## Data organisation
In this tutorial we will look at loading data using Python packages

#### Reading and writing data in text format

Pandas is a good package to read and write tabular data as a DataFrame object.

read_csv: Load delimited data from a file, URL, or file-like object; use comma as default delimiter

read_fwf: Read data in fixed-width column format (i.e., no delimiters)

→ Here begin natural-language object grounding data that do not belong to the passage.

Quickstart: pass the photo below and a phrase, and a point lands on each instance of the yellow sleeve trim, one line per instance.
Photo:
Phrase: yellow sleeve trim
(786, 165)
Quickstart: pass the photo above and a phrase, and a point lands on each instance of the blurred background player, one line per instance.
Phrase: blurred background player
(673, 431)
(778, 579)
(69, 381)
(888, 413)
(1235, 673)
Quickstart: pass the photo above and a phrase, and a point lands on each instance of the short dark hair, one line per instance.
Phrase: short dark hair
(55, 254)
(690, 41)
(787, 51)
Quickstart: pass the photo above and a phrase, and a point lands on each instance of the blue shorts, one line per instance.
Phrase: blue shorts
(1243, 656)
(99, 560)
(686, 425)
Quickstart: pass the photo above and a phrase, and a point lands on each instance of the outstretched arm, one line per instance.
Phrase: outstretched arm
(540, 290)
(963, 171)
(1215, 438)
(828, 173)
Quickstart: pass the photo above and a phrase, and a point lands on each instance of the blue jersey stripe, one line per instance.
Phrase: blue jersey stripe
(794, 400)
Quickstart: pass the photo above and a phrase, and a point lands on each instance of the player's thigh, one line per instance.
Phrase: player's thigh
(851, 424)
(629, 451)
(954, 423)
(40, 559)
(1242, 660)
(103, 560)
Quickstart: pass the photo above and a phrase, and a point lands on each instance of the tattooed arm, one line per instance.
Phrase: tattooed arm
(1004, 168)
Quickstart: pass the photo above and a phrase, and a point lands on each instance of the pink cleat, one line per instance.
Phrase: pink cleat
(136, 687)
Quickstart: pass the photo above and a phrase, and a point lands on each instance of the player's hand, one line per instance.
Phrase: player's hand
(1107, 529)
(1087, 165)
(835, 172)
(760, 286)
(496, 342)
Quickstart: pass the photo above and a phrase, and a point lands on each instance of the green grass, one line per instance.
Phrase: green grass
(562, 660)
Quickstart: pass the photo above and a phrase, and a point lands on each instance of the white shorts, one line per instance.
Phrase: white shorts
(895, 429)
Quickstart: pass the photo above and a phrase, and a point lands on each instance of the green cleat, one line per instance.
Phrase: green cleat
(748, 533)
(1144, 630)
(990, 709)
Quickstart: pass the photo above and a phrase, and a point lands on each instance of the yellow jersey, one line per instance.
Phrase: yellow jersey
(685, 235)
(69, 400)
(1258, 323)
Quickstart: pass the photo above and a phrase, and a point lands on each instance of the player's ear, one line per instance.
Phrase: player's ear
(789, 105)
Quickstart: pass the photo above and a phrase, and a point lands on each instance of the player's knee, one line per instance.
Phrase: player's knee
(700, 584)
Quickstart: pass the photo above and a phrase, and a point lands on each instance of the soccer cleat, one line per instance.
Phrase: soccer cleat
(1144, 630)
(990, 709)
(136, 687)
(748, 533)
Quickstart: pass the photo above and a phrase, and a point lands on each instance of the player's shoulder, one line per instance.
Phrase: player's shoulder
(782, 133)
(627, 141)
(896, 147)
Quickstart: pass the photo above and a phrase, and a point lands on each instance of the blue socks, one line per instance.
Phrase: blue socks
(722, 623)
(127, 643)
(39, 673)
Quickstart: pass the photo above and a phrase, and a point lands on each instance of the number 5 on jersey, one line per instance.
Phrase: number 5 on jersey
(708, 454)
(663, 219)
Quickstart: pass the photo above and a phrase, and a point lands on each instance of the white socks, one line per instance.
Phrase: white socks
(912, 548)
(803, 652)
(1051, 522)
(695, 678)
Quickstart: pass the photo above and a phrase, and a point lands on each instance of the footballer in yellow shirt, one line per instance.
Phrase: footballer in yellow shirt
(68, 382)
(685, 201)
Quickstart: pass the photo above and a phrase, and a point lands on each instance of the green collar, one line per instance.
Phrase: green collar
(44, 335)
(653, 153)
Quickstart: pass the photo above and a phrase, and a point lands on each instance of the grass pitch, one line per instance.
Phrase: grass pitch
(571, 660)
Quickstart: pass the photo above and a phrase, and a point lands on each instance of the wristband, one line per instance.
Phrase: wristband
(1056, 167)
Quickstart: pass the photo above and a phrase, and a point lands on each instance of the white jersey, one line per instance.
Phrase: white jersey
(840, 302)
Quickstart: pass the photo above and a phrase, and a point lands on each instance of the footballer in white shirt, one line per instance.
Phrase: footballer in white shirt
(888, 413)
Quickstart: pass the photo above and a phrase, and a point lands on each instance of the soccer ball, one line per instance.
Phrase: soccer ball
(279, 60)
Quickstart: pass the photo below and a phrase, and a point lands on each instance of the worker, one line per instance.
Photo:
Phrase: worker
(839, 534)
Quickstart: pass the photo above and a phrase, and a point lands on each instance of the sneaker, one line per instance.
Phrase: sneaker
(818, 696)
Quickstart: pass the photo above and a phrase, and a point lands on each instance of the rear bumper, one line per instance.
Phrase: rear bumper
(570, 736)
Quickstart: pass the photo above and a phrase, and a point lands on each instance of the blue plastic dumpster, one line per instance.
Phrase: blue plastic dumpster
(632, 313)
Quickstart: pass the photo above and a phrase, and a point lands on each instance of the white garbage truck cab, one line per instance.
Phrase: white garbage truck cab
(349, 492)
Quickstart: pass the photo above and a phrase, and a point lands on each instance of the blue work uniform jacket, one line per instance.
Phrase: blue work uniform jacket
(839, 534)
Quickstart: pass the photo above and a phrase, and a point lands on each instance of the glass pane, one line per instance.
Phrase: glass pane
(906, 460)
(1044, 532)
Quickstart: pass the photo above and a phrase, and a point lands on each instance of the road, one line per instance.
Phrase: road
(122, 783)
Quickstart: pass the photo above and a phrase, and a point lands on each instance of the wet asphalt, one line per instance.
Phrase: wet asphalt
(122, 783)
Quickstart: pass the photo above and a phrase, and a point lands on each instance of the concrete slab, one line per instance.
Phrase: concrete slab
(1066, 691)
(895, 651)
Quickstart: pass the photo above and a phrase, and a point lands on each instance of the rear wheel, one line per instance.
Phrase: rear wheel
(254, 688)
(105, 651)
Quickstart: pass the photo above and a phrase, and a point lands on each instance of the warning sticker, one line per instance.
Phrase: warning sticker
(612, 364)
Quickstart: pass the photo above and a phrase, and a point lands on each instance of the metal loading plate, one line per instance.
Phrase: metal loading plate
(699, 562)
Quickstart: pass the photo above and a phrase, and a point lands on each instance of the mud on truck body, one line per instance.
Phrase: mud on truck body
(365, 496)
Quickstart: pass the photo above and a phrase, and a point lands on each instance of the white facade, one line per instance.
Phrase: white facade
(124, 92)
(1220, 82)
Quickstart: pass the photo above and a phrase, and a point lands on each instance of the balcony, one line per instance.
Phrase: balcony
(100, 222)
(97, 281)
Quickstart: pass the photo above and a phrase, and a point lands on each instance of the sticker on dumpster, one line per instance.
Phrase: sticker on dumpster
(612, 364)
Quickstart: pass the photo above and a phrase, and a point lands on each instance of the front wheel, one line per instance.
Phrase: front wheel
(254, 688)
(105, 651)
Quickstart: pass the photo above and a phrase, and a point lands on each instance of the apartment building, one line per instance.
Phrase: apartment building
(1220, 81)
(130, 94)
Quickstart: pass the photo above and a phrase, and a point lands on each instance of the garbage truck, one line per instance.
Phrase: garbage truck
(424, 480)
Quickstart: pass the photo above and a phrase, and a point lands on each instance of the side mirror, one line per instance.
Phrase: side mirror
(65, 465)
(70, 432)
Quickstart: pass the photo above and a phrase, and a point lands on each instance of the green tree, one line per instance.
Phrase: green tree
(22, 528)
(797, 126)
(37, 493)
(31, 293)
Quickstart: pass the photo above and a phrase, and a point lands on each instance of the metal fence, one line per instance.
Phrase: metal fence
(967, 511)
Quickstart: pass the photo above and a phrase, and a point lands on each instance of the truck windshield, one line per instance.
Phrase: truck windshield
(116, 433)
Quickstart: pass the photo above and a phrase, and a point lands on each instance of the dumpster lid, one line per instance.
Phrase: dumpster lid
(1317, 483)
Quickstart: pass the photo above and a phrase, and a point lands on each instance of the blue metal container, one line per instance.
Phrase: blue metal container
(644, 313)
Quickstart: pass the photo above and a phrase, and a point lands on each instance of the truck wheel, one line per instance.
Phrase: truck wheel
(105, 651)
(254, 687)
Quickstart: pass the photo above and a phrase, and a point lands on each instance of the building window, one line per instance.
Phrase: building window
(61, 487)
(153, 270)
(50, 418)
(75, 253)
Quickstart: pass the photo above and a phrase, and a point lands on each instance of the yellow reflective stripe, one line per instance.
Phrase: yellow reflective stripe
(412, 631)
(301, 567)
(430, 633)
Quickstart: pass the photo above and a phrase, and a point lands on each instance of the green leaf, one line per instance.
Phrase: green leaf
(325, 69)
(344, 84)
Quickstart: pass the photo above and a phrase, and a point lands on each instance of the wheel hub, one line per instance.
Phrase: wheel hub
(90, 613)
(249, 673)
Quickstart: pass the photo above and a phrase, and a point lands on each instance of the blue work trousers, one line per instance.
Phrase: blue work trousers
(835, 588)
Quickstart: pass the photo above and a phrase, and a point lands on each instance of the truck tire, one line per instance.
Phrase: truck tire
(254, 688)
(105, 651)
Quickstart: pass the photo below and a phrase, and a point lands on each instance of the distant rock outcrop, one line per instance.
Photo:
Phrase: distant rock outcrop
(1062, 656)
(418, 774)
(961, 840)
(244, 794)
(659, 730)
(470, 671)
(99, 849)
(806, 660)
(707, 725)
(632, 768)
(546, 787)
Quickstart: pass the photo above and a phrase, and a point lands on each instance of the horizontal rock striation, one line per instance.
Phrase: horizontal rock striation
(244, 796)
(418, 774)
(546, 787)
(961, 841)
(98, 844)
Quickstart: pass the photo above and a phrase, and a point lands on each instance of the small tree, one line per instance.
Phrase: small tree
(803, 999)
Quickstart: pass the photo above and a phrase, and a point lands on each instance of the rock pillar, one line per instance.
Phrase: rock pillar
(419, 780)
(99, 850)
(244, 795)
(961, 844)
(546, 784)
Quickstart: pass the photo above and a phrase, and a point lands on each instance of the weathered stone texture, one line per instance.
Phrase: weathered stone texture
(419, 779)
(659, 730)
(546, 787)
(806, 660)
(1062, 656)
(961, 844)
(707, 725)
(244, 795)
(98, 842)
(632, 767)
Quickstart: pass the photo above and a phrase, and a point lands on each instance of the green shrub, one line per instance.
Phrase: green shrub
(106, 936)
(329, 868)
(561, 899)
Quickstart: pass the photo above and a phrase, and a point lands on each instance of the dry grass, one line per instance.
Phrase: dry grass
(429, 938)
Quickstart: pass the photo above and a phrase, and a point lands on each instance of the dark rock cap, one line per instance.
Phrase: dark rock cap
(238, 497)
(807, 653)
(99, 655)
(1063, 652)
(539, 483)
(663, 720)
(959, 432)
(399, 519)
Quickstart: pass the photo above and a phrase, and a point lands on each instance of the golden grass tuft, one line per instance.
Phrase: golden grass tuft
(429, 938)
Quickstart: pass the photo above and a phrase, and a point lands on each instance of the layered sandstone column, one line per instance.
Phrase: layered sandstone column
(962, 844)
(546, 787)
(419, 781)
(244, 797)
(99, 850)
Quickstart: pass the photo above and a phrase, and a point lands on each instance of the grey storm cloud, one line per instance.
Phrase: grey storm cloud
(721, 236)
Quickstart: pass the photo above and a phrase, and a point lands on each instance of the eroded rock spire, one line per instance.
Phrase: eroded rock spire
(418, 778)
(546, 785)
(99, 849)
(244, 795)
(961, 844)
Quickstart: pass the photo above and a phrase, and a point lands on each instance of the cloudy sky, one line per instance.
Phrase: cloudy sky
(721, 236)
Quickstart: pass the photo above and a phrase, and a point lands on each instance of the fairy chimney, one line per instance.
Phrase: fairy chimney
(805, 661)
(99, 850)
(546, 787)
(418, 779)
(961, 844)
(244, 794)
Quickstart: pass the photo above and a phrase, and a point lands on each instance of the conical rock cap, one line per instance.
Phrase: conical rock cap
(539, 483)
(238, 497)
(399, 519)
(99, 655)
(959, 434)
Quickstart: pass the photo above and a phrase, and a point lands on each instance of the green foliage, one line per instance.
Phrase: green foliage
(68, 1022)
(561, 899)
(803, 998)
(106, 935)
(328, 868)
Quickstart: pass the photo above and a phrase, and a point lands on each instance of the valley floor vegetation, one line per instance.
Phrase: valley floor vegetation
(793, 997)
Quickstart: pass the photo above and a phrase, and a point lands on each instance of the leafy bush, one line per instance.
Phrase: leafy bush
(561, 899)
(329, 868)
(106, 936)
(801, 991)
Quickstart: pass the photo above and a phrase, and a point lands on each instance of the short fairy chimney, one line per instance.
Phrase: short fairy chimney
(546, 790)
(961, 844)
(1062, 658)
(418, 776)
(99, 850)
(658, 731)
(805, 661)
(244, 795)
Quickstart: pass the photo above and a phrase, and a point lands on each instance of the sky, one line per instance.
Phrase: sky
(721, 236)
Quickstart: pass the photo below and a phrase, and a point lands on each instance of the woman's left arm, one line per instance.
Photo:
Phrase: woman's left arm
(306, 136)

read_clipboard: Variation of read_csv that reads data from the clipboard; useful for converting tables from web
pages

read_excel: Read tabular data from an Excel XLS or XLSX file

read_hdf: Read HDF5 files written by pandas

read_html: Read all tables found in the given HTML document

read_json: Read data from a JSON (JavaScript Object Notation) string 
representation, file, URL, or file-like object

read_feather: Read the Feather binary file format

read_orc: Read the Apache ORC binary file format

read_parquet: Read the Apache Parquet binary file format

read_pickle: Read an object stored by pandas using the Python pickle format

read_sas: Read a SAS dataset stored in one of the SAS system’s custom storage formats

read_spss: Read a data file created by SPSS

read_sql: Read the results of a SQL query (using SQLAlchemy)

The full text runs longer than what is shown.